As with most Dickens that I've read, we have the struggle between good and evil, between malevolent and benign. Nicholas Nickelby is a young gentleman whose father lost his fortune. He, his mother (who is so silly that she makes Mrs. Bennett from Pride and Prejudice seem like a sane, rational, intelligent woman) and his sister (obviously intelligent, lovely, and saintly, right?) are thrown upon the good graces, so to speak, of Nicholas uncle Ralph, the avaricious brother of his father. Ralph is a miser and usurer who doesn't do anything without thought of personal gain. So he farms Nicholas out as an assistant schoolmaster at a boarding school in Yorkshire. The sister is sent to work for a dress maker. Naturally, both endeavors are somewhat sketchy.

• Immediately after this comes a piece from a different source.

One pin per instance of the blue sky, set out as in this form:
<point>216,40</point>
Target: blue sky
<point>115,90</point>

So, we have a long, engaging tale of Nicholas' slow rise in fortunes and Ralph's slow descent into the pit, so to speak. Along the way, we meet all manner of strange characters, the good and righteous ones eventually succeeding and living lives of happiness and good fellowship, and the malevolent ones, failing. But the victory of good over evil is not at all obvious until we near the end. Before then, we've oodles of worries and tension. Dickens is rather a nineteenth-century version of a sit-com. The episodes appeared at regular intervals, and Dickens' readers found themselves totally engaged in finding out what happened next.